Common names
Wild custard apple (English); mululo (Bemba); mpovya (Bemba, Kunda, Nyanja); chiyuta, mponjela, mposa, mpouya, mpovya, mtopa, mtantanyerere (Nyanja).
General description and distinguishing characteristics
A small, deciduous shrub or tree up to 8 m tall but usually much smaller. Bark grey, smooth, sometimes rough; branchlets densely hairy when young, losing their hairs as they mature. Leaves simple, alternate, 6-18.5 x 3-11.5 cm, obovate with a rounded apex. Leaf texture is papery to leathery, the upper surface of the leaf yellowy to cabbage green with sparse hairs; the lower leaf surface is paler, often with dense, silvery hairs and prominent, sometime red, venation.

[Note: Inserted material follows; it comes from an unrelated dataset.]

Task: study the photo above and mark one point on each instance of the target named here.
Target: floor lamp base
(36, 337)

Leaf margins are entire. Petiole up to 20 mm long. Flowers solitary, occasionally in groups of 2 or 4, above the leaf axils. Flowers up to 3 cm in diameter on a flower stalk 10-20 mm long; petals greenish outside, cream-yellow inside, waxy and fleshy (October-December). Fruit orange or yellow when ripe, 2.5-5 x 2.5-3 cm, formed from many carpels with a distinctive lumpy appearance. (March-May).
Range and habitat
As its Latin name suggests, this is a pan-African species, extending from Senegal southwards. In the valley it is found in riverine fringe woodland and thicket and on the levees and sand deposits of rivers.